Russia’s flagship Urals crude breached the $60 price cap set by the EU and G7 countries this week for the first time since the mechanism was implemented in an attempt to curtail Moscow’s oil exports. The Urals spot price reached $60.18 on July 12, while Primorsk and Novorossiysk-loaded cargoes hit $60.78 per barrel, according to Argus Media.
A price cap on Russian oil imposed by the EU, G7, and allied countries last December prohibits Western shipping, insurance, and re-insurance companies from handling Russian cargoes unless they are sold at or below the set price. A similar restriction was introduced in February for exports of Russian petroleum products. Russia has responded to the restrictions by outlawing the sale of oil and refined products to buyers that comply with the cap.
“The latest data represents a victory of sorts for Moscow, which has assembled a shadow fleet of ships big enough to transport its crude to buyers with less need for services from companies in G7 countries,” Bloomberg wrote on Wednesday. Urals’ price rise above the cap is a “setback to Europe and the US, which designed the policy to keep enough oil flowing to the global economy to prevent an inflation shock — while trying to crimp profits for Russia,” the outlet explained.
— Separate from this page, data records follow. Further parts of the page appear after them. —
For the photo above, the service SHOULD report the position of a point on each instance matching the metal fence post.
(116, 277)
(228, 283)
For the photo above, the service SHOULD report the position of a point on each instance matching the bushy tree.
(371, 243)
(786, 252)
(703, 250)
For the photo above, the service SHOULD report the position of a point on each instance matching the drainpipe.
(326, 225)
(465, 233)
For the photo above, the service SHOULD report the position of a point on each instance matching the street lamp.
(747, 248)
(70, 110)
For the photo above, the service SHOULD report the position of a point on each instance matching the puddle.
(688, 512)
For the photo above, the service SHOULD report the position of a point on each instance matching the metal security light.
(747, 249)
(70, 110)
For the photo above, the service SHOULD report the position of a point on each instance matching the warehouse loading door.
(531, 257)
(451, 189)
Meanwhile, Indian refineries are bracing for problems with banks over payments for Russian oil, Bloomberg said, citing oil industry sources. The latest crude pricing may create challenges for some Indian buyers who rely on Western services to insure oil imports. India and China emerged as key buyers of Russian crude after other customers shunned supplies due to Western sanctions.
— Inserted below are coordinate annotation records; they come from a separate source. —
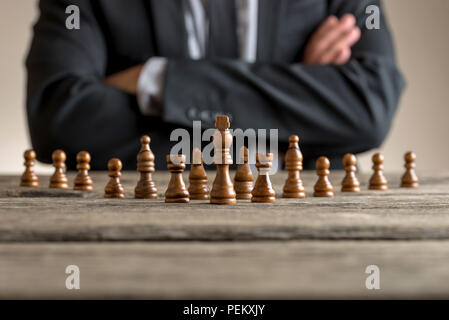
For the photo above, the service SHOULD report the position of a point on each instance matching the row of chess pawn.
(243, 186)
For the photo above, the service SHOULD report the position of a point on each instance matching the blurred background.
(420, 32)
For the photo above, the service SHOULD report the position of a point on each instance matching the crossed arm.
(340, 98)
(330, 44)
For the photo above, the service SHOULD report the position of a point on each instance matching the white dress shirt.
(151, 79)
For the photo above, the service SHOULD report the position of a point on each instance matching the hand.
(125, 80)
(332, 41)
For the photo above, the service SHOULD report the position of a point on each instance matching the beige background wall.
(420, 29)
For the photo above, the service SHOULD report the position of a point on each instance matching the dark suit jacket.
(334, 109)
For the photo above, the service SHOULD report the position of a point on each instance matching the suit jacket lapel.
(169, 28)
(269, 17)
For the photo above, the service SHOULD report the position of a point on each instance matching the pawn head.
(114, 164)
(410, 157)
(83, 157)
(29, 155)
(145, 140)
(293, 138)
(322, 163)
(58, 156)
(378, 158)
(349, 160)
“Indian banks have been extra cautious in the last few months for fear of sanctions, requiring the refiners to show that the free-on-board price of their cargo was below $60 in order to put the payment through,” said Vandana Hari, founder of Vanda Insights.
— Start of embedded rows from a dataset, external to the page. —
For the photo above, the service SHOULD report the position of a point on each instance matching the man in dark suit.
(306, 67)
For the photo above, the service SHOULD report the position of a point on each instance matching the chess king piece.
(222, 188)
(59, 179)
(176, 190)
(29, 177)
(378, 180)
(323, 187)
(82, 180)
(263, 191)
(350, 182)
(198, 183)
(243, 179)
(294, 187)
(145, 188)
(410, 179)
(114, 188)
An executive at one Indian refinery said purchases of Urals for loading in July could now be priced above the cap, adding that his company may consider a switch from US dollars to other currencies for payments for Russian oil.
Echoing these remarks, the lead crude analyst at Kpler, Viktor Katona, said that “in case some Indian buyers become wary of transactional risks, the most likely change this is going to bring about is a change in currency.”
He believes that Russian oil will continue flowing to India unimpeded as it is largely insured by non-Western providers and overwhelmingly carried on Russia’s own fleet.
Recently, the price of Russia’s flagship Urals crude oil surpassed the $60 price cap determined by the European Union (EU) and the Group of Seven (G7) countries. This is the first time that the cap has been breached since its implementation, as an effort to restrict Moscow’s oil exports. On July 12, the Urals spot price reached $60.18, while the Primorsk and Novorossiysk-loaded cargoes hit $60.78 per barrel, based on data from Argus Media.
The EU, G7, and allied countries established a price cap on Russian oil in December last year. The restriction prohibits Western shipping, insurance, and re-insurance companies from handling Russian cargoes unless they are sold at or below the set price. Furthermore, a similar restriction was introduced in February for exports of Russian petroleum products. In response to these limitations, Russia implemented a ban on selling oil and refined products to buyers who comply with the cap.
Bloomberg highlighted that this latest development can be seen as a triumph for Moscow, which has managed to assemble a shadow fleet of ships capable of transporting its crude to buyers who require fewer services from G7 countries. Conversely, this price increase above the cap poses a setback for Europe and the US, which designed the policy to ensure an adequate flow of oil to the global economy and deter profit generation for Russia.
In addition to this, Indian refineries are anticipating issues with banks regarding payments for Russian oil. Bloomberg cited oil industry sources and noted that the recent surge in crude pricing could create challenges for some Indian buyers who rely on Western services for oil import insurance. Following Western sanctions, India and China emerged as significant buyers of Russian crude after other customers avoided Russian supplies.
Vandana Hari, founder of Vanda Insights, explained that Indian banks have been extra cautious in recent months due to the fear of sanctions. Consequently, they require refiners to prove that the free-on-board price of their cargo is below $60 in order to proceed with payment. An executive at an Indian refinery stated that Urals purchases for July loading may now exceed the cap. As a result, the company may consider switching from US dollars to other currencies for payments related to Russian oil.
Viktor Katona, the lead crude analyst at Kpler, echoed these statements and suggested that if Indian buyers become wary of transactional risks, a probable change would involve a switch in currency. Despite this potential challenge, Katona believes that Russian oil will continue to flow to India without hindrance, primarily due to the extensive insurance coverage provided by non-Western providers and the predominant use of Russia’s own fleet for transportation.